American journalist (1920–2003)

Carson Brewer (February 2, 1920 - January 15, 2003) was an American journalist and conservationist, best known for his work documenting the folk life of Knoxville and the surrounding Appalachian communities in East Tennessee. During his 40-year career as a columnist for the Knoxville News-Sentinel, Brewer was a key voice for the promotion and protection of the region's natural wonders, especially the Great Smoky Mountains. His historical work included the first extensive history of the Little Tennessee River valley and one of the first comprehensive histories of the Tennessee Valley Authority.

Brewer was born in Hancock County, Tennessee in 1920, the son of a local postmaster. He attended Maryville College for two years before joining the U.S. Army in 1941 at the outbreak of World War II. After the war, Brewer attended the University of Tennessee, but due to illness, he never obtained a degree. He joined the staff of the News-Sentinel in 1945, and in 1948 he married pioneering female journalist Alberta Trulock (1917—2007).
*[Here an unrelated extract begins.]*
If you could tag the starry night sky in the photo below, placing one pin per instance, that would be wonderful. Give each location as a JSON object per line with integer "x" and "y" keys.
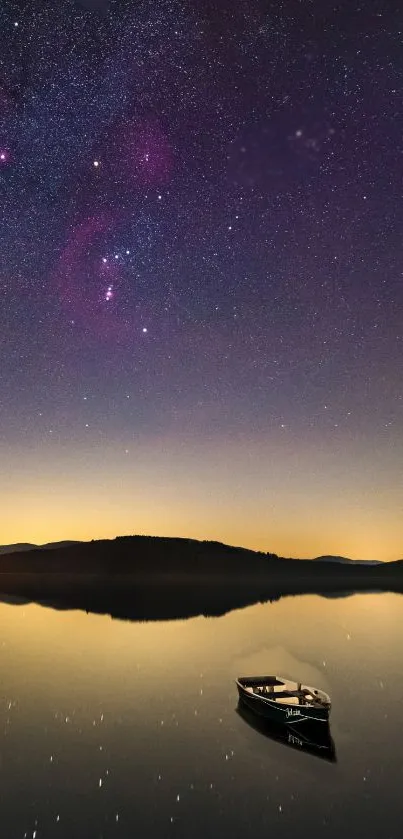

Brewer wrote several books on the Great Smoky Mountains, most notably Hiking in the Great Smoky Mountains (1962), which was reprinted several times over three decades. In 1969, the Tennessee Valley Authority— which was planning to flood the Little Tennessee River valley by constructing Tellico Dam at the river's mouth— hired Brewer and his wife Alberta to compile a history of the valley and its inhabitants. Their work was published by the East Tennessee Historical Society in 1975 under the title, Valley So Wild: A Folk History. In the early 1980s, Brewer wrote a series of articles documenting the history of the Tennessee Valley Authority and its effects on the inhabitants of East Tennessee. He retired from the News-Sentinel in 1985, but continued writing until his death in 2003.